- Born: 1951 (age 74–75)
- Occupations: Art collector; Philanthropist;
- Spouse: Shiv Nadar
- Children: Roshni
- Website: knma.in

= Kiran Nadar =

Indian art collector and philanthropist (born 1951)

Kiran Shiv Nadar (born 1951) is an Indian art collector and philanthropist. Nadar is the wife of Shiv Nadar, the founder of HCL Technologies, She is a trustee of the Shiv Nadar Foundation and chairperson of the Kiran Nadar Museum of Art. She won a bronze medal representing India in the 2018 Asian Games in the Bridge Mixed team event. She was awarded the Padma Shri in 2024.

== Personal life ==
Nadar met her husband, Shiv Nadar, at an advertising agency where she worked. They have a daughter Roshni Nadar. Nadar is also one of the leading contract bridge players in India.

== Career ==
Nadar started her career in advertising as a communications and brands professional at MCM. Nadar then joined NIIT and helped shape the brand.

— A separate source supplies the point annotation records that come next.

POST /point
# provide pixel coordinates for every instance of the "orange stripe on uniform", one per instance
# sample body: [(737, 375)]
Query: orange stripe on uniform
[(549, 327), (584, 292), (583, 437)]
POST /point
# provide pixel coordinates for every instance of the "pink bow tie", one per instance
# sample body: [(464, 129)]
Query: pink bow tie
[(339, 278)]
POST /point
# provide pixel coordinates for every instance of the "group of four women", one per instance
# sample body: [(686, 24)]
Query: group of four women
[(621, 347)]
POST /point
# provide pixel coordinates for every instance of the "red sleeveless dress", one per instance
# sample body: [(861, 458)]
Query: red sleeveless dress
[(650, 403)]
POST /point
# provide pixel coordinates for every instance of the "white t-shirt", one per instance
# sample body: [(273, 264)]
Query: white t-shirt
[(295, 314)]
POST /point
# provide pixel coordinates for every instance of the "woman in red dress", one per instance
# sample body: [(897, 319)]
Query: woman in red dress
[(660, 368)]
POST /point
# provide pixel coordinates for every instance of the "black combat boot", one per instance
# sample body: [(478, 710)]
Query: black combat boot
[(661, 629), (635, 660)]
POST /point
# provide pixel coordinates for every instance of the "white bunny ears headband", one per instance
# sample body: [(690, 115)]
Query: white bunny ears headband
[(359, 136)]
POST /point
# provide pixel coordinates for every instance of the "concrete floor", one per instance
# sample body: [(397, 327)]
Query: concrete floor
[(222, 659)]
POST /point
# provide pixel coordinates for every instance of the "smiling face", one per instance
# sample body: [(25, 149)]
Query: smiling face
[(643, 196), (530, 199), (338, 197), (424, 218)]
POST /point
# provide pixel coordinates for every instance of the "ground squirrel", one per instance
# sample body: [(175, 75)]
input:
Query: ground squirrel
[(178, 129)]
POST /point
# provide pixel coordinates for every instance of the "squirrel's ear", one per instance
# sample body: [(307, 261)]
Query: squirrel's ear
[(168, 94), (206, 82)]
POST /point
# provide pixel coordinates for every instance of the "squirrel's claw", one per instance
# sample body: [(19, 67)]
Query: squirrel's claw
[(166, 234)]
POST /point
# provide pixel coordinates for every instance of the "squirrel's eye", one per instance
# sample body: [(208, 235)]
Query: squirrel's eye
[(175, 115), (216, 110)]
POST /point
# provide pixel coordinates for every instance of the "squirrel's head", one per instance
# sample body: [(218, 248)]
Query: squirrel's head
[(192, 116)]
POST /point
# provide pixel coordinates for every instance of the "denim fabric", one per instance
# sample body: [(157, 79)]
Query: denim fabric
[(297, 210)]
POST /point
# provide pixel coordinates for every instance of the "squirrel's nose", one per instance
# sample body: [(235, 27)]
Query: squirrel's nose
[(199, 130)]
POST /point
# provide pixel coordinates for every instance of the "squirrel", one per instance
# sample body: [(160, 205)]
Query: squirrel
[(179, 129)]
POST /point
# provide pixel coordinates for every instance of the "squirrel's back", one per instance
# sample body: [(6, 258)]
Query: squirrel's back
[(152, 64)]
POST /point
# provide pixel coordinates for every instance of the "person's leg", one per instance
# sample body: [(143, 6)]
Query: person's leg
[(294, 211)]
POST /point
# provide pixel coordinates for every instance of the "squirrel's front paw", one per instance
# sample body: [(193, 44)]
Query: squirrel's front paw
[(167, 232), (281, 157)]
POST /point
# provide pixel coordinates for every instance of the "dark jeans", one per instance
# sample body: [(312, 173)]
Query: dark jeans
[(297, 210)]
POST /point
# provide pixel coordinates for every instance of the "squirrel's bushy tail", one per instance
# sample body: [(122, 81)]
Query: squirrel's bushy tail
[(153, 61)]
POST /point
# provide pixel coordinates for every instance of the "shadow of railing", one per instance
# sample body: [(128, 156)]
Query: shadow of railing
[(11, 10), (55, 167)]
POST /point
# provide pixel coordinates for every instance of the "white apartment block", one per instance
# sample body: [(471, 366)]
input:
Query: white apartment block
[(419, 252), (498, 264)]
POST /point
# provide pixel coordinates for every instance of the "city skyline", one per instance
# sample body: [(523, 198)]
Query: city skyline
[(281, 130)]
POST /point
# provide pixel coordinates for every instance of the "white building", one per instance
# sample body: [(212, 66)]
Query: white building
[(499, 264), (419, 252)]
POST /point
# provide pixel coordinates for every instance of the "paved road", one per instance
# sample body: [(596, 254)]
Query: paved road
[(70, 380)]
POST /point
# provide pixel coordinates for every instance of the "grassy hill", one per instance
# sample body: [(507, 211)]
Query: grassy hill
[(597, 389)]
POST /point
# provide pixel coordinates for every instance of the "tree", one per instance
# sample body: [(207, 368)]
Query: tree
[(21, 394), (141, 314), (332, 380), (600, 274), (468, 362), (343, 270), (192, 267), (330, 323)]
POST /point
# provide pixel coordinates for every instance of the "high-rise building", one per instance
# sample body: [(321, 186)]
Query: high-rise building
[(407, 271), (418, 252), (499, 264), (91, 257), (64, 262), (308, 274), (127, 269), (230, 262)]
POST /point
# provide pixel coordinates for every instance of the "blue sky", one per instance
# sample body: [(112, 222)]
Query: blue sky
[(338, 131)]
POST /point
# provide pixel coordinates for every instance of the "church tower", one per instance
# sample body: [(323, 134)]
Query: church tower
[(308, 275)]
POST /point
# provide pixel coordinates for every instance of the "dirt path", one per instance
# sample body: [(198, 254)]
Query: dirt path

Currently, her roles include managing the SSN Trust, Public Health Foundation of India (PFHI), Rasaja Foundation and the Rajiv Gandhi Foundation to support young Muslim girls in their education in Uttar Pradesh.

== Contribution to Bridge ==
In an article in Forbes, she spoke about the multi-generational appeal of the game talking about octogenarian bridge players and a 13-year old World Champion Anshul Bhatt.

== Awards and accolades ==
In 2010, Kiran Nadar is acknowledged by Forbes Asian Magazine as a "hero of philanthropy" thanks to her launch of India's first private philanthropic museum.

Nadar is considered the maharani of the Indian art world thanks to her collection of 5,500 and more modern Southern Asian arts. She is an international council member of the Museum of Modern Art (MoMA) in New York and is also one of the top commonwealth bridge players in India. She is also a member of the "Formidable" and has brought back many laurels. Nadar also represented India in various international competitive bridge events and managed to earn the gold medal for India after 12 years. In February, she brought India gold from the 5th Commonwealth Nations Bridge Championship held at the Gold Coast, Australia.